When NOT to use a factory:
the new object is very simple and unlikely to be sub-classed
e.g. List list = new ArrayList();
the new object is not interesting to test
has no dependencies
performs no relevant or long-running work
e.g. Logger log = new SimpleLogger();
References:
http://googletesting.blogspot.com/2008/08/where-have-all-singletons-gone.html
http://misko.hevery.com/2008/07/08/how-to-think-about-the-new-operator/
http://misko.hevery.com/2008/08/17/singletons-are-pathological-liars/
http://en.wikipedia.org/wiki/Dependency_Injection
http://en.wikipedia.org/wiki/Open_Closed_Principle
http://en.wikipedia.org/wiki/Liskov_substitution_principle
My question is: is my summary accurate, and does it make sense? Is there anything I've overlooked?
Thanks in advance.
I'd also say don't use a factory when you have a particular implementation that you want. To continue the List example, I know that I want an ArrayList because I'm doing random access. I don't want to rely on a factory getting this right when I can do it myself.
Conversely, when I don't want to know about the concrete subclass then I can use a factory and let it worry about which object to actually instantiate.
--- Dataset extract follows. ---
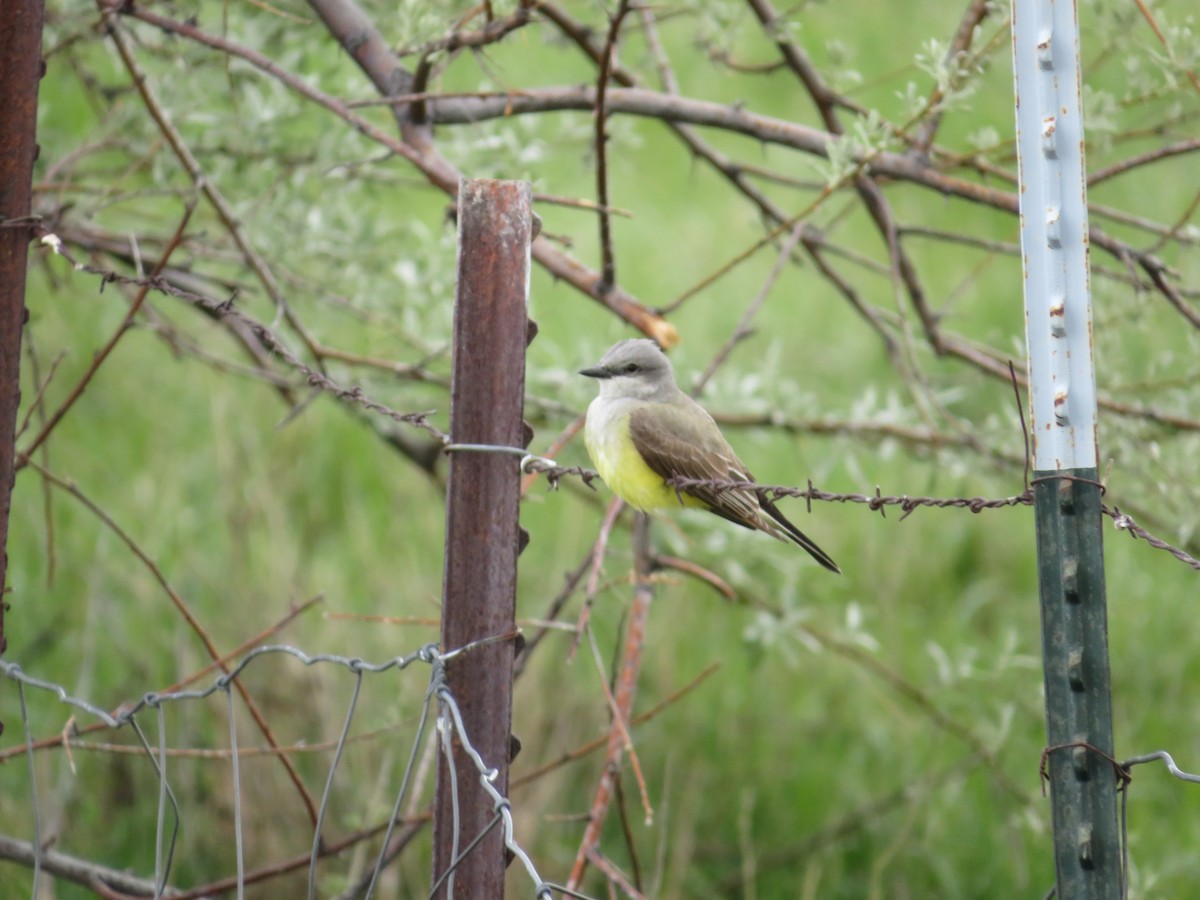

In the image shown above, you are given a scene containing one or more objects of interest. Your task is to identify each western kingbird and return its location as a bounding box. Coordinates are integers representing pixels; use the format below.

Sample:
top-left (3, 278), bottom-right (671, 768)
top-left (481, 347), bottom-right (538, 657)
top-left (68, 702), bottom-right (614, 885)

I guess I'd suggest that you add a bullet to the "when to use the abstract factory pattern" that says "and you don't really care which concrete subclass you get", and the converse to "when not to use a factory".
EDIT: Be careful to avoid the general-purpose tool-building factory factory factory.
In general, use it when you want to be able to switch of implementation by external configuration.
JDBC and JAXP are excellent examples. For more examples, check this answer.
Abstract Factory pattern provides with a way to encapsulate concrete factories that share some commonality with each other, meaning they implement same interface/abstract class.
You need to use factory pattern whenever you want to control the initialization of your objects, instead of giving the control to the consumer.